The league has softened its proposal to take the full mid-level exception from teams that pay the luxury tax and replace it with a miniature mid-level worth half as much, according to one source familiar with the matter.
The two sides will meet again at noon E.T. on Thursday.
Once NBA lockout talks wrapped up early Thursday morning, each side gave brief reports to the press on what had actually occurred during the 12-hour session. Adam Silver, the NBA's deputy commissioner and lead negotiator, continued a thread he's tugged for quite a while now by saying that the economic and salary cap system issues remain separate, essentially that concessions on one part of the equation do not equal progress on the other.
Derek Fisher, the president of the players' union, indicated the exact opposite, saying that because the union has been flexible on the economic issue -- reportedly offering to move down to a 50-50 revenue split, which is the owners' sweet spot -- it has expected compromise from the league on the remaining system issues.

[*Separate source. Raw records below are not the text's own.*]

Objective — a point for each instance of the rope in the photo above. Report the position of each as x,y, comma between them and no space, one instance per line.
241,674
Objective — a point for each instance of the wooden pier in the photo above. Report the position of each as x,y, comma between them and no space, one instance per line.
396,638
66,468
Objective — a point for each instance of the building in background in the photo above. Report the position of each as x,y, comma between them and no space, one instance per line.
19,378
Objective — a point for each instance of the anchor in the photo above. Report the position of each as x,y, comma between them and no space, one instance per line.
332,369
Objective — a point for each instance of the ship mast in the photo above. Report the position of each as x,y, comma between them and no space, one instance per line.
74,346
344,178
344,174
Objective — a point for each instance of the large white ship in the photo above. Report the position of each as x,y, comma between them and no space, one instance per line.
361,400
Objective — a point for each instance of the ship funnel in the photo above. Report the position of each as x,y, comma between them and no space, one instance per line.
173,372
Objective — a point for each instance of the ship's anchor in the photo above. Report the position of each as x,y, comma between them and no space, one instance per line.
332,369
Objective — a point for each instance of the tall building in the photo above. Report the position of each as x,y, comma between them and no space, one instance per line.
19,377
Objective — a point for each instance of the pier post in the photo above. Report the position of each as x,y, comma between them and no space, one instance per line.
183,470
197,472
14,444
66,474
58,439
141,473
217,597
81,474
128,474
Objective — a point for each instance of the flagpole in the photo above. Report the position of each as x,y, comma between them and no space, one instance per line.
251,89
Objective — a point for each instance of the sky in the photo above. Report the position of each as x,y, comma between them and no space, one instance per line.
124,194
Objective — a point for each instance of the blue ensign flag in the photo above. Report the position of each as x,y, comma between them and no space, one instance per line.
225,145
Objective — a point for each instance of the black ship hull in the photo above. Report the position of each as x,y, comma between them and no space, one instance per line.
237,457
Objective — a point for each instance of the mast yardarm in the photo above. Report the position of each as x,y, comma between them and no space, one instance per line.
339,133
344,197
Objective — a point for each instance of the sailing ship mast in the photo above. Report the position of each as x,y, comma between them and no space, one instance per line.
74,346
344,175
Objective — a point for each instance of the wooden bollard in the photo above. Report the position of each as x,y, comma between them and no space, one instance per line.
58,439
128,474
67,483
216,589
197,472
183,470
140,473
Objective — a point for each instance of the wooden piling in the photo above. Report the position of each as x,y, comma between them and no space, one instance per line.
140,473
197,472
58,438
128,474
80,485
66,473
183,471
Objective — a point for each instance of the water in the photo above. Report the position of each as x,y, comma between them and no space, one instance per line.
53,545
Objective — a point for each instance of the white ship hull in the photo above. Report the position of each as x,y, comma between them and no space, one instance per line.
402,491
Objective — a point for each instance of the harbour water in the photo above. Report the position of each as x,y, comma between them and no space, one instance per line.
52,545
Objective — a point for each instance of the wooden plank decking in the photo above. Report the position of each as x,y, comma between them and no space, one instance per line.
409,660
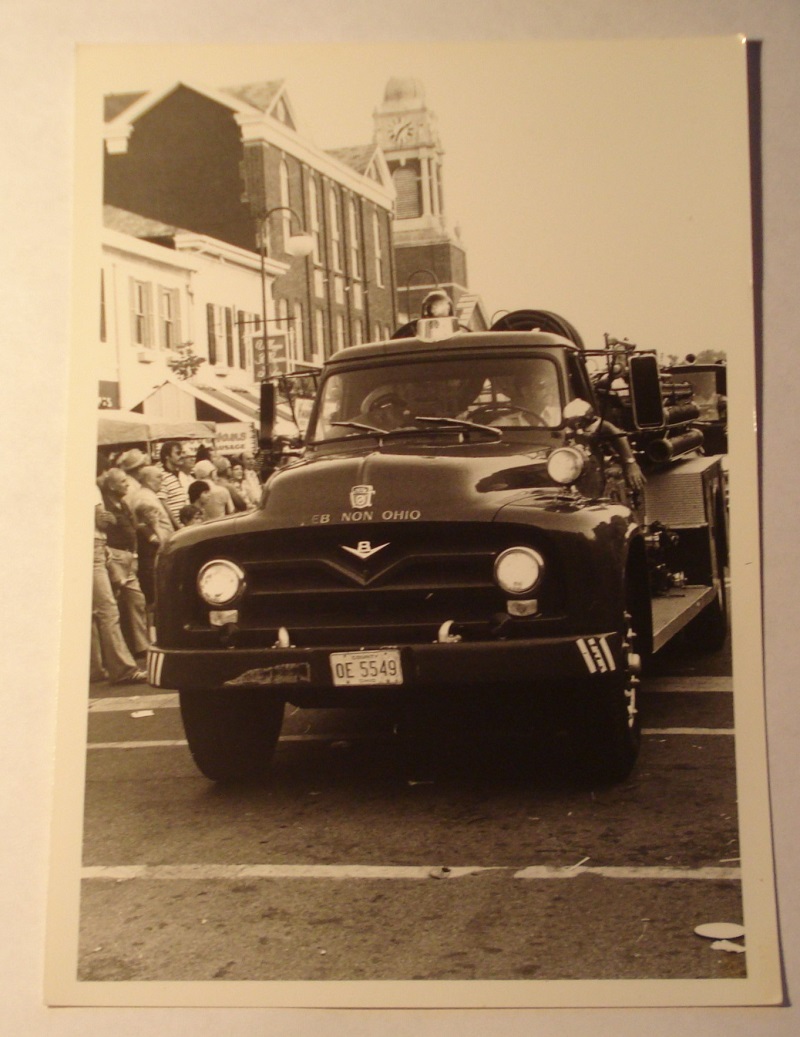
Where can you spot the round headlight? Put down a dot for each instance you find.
(564, 465)
(518, 569)
(220, 582)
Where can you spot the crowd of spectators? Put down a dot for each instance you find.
(139, 505)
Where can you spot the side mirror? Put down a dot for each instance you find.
(646, 399)
(578, 414)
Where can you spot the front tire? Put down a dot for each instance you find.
(231, 735)
(611, 728)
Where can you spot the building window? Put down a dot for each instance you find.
(229, 336)
(298, 332)
(355, 248)
(313, 208)
(377, 244)
(141, 313)
(408, 184)
(241, 326)
(103, 333)
(211, 323)
(319, 353)
(285, 218)
(169, 328)
(335, 225)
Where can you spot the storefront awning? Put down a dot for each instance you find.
(120, 427)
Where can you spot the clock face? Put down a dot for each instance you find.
(402, 130)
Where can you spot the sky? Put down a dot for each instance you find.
(605, 180)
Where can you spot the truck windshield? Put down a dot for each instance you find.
(501, 392)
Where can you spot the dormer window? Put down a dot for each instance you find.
(280, 112)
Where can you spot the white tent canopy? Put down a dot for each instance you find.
(118, 427)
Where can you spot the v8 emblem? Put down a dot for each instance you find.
(364, 549)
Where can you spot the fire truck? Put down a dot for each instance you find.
(501, 517)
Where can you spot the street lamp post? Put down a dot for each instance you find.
(296, 245)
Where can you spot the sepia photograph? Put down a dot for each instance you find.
(413, 654)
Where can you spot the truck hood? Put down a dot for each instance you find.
(381, 486)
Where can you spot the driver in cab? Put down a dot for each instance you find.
(384, 409)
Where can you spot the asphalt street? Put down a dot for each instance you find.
(360, 862)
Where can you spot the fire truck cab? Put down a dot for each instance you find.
(465, 524)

Neither side would claim any progress was made in Wednesday's long session, and in fact commissioner David Stern advised the media not to read into it that the sides would meet again on Thursday. At some point, though, compromise or total and complete caving will have to enter the picture. If this lockout is going to end any time soon, it'll be compromise.
NBA lockout talks will continue as the two sides attempt to work out a deal, commissioner David Stern announced just after 1 a.m. ET on Thursday morning. The league and players' union will reconvene at noon on Thursday. Stern said the "clock is stopped," referring to his weekend ultimatum that insisted without a deal by 5 p.m. on Wednesday, the league's proposal would revert to much more punitive version.

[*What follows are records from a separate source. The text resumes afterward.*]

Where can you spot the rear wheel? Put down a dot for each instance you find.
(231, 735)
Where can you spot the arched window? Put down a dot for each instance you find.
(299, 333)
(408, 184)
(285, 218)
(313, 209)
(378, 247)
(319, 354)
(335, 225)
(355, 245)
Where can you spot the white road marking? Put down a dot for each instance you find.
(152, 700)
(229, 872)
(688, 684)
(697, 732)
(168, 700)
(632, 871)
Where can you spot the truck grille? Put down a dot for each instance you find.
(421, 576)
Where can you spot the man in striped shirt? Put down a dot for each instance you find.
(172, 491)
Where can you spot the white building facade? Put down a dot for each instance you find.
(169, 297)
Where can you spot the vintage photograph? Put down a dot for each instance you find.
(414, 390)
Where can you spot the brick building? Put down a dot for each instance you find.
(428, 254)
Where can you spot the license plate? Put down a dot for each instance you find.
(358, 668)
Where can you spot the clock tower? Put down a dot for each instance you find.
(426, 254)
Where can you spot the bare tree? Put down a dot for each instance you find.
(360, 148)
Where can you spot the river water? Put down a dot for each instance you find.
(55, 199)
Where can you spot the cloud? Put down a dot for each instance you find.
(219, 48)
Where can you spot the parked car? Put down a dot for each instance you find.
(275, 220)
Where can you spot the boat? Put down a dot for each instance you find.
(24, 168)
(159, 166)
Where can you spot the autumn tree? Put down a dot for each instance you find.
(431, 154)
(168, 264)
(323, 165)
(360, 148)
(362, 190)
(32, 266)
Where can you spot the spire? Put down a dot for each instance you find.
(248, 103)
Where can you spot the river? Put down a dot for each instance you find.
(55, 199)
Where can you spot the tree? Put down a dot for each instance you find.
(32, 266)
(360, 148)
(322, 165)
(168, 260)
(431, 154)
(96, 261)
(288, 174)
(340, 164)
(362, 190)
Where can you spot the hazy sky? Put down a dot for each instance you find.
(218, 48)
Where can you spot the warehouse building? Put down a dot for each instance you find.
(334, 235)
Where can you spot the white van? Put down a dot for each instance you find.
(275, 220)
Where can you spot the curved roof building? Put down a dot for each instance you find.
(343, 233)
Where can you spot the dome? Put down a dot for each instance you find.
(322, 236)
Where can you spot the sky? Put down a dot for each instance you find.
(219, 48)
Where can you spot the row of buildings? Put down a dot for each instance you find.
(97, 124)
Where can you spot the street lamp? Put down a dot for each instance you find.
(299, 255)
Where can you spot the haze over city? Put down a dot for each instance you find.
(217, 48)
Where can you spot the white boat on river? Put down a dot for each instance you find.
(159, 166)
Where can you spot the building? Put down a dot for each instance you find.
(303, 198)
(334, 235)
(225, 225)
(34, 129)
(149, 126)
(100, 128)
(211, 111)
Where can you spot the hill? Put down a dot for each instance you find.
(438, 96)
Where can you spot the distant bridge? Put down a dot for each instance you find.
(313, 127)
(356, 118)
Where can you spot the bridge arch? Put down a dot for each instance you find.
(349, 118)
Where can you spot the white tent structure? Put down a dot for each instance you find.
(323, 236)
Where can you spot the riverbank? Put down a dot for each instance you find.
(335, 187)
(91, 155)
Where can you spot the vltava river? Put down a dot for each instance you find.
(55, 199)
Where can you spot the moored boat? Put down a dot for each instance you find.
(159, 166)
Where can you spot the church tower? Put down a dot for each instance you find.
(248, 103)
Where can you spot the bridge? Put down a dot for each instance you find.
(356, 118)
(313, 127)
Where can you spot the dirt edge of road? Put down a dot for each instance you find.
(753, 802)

Stern said that no progress had been made on the system issues that remain at stake, but that they would continue to press forward Thursday.
"We're not failing and we're not succeeding," Stern said.
Stern has said in the past that the league would need 30 days from handshake to tip-off for the regular season. The entire November slate has already been cancelled, but it's believed that the league could play close to a full season if a deal is reached soon.
Ten hours into NBA lockout talks on Wednesday comes positive feelings from the reporter corps in NBA lockout, where top officials from the league and players' union try to work out a new collective bargaining agreement. Ken Berger of CBS Sports said that a source briefed on the status of Wednesday's talks is "incredibly optimistic" a deal will get done.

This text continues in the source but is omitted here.